Plasma osteoprotegerin concentration correlates to both diabetes and cardiovascular disease in cross-sectional studies. This was first shown by Browner et al. [12], who reported that although no associations were seen between the bone parameters and plasma osteoprotegerin levels, individuals with diabetes as well as persons with cardiovascular disease had increased values. Since then, these findings have been confirmed in both type 1 [38, 39] and type 2 diabetes [13, 40]. Moreover, we recently found that plasma osteoprotegerin is increased in subgroups of type 1 diabetic patients with nephropathy and in subgroups with signs of cardiovascular disease [18]. In line with the suggestion that osteoprotegerin is an inhibitor of vascular calcification, it is interesting that plasma osteoprotegerin is associated with arterial calcification in humans, as estimated by different modern imaging techniques [16, 41]. Only a few prospective studies on plasma osteoprotegerin as a putative predictor of cardiovascular events have been published.

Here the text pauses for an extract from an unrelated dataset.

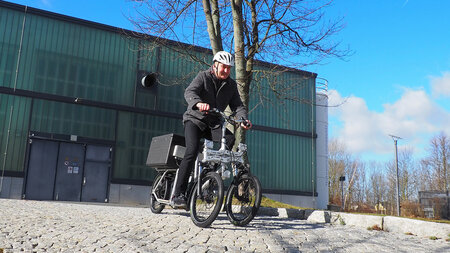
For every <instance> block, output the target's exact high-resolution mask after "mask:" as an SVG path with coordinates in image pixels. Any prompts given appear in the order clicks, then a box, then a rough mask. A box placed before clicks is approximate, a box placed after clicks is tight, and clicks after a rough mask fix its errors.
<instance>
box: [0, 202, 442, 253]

Anand et al. found in a study of 510 type 2 diabetic individuals that high levels of plasma osteoprotegerin predicted cardiovascular events over a relative short observation period of approximately 18 months [19]. Moreover, in post-kidney-transplant non-diabetic patients at high cardiovascular risk, serum osteoprotegerin was recently shown to predict long-term patient survival and cardiovascular mortality very well [20]. Our finding of a strong predictive effect of plasma osteoprotegerin in type 1 diabetic individuals with nephropathy supports the finding that the circulating osteoprotegerin level reflects arterial osteoprotegerin accumulation, as part of a generalised arteriopathy related to calcifications. Alternatively, the predictive value of osteoprotegerin may relate to a possible association to heart failure, which a recent study indicated [42]. Although data on heart failure are not available in the present study, our finding of an association between osteoprotegerin and NT-proBNP supports this notion.

Conclusion

Our data show that plasma osteoprotegerin is a strong and independent predictor of all-cause and cardiovascular mortality as well as for deterioration of kidney function in patients with nephropathy. One explanation may be that osteoprotegerin accumulates in the vascular wall in diabetes as part of the macroangiopathy. High plasma levels may thus reflect the degree of macrovascular disease and consequently predict cardiovascular disease. Our present findings point to the clinical use of plasma osteoprotegerin for future risk stratification of these patients.